14. Will Hawaii enforce a prenup signed in another state?
Generally yes. Hawaii will usually honor a prenuptial agreement that was valid where it was signed. However, Hawaii uses a "most significant relationship" approach to choice of law, meaning it may apply its own law — including the Lewis rule allowing spousal support review at divorce — when Hawaii has the closest connection to the couple, such as when both spouses live here and major assets are located here. Including a clear choice-of-law clause helps, but it isn't an absolute guarantee Hawaii law won't apply.
15. Are online or DIY prenups valid in Hawaii?
A prenup created from an online template can be valid in Hawaii as long as it meets HUPAA's requirements — in writing, signed by both parties before the marriage, entered voluntarily, and backed by fair financial disclosure. The format isn't the problem; the execution is. Generic national templates often miss Hawaii-specific issues like the marital partnership appreciation rule and the Lewis alimony review. A Hawaii-tailored template reviewed by a local attorney gives you the affordability of DIY with the enforceability of professional drafting.
16. Can a Hawaii prenup be changed or canceled after marriage?
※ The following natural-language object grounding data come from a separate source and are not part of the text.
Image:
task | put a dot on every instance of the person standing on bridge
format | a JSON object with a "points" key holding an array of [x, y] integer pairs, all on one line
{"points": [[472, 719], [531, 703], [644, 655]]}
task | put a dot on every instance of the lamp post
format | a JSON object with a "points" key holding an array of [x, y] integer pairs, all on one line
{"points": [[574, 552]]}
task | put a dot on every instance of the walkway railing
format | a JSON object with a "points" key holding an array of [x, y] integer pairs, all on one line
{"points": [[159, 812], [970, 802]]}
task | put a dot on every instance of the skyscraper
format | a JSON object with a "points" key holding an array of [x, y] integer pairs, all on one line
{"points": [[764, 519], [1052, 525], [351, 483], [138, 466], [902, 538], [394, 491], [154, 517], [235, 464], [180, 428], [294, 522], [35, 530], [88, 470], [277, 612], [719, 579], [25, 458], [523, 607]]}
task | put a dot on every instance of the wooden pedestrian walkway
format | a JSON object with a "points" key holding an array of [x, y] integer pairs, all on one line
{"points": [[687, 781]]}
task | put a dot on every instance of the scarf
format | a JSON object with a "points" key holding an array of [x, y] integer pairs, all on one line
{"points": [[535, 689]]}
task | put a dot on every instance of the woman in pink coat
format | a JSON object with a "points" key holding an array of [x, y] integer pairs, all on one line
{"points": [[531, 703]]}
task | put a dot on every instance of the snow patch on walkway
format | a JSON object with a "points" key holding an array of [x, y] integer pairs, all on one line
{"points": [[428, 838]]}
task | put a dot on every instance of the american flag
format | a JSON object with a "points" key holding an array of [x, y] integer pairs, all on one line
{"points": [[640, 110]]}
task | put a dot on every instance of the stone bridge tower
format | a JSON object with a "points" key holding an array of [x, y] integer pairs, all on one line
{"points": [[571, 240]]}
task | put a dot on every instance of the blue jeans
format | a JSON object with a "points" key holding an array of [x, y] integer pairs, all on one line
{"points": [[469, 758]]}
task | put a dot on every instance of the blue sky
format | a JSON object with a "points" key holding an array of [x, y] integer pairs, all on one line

Yes. Under HRS § 572D-5, a couple can amend or revoke a prenuptial agreement after marriage, but only through a written agreement signed by both spouses — and no new consideration is required for the change to be enforceable. Oral or informal modifications are not effective. If your finances or family situation change significantly, putting a signed written amendment in place is the only reliable way to update the terms.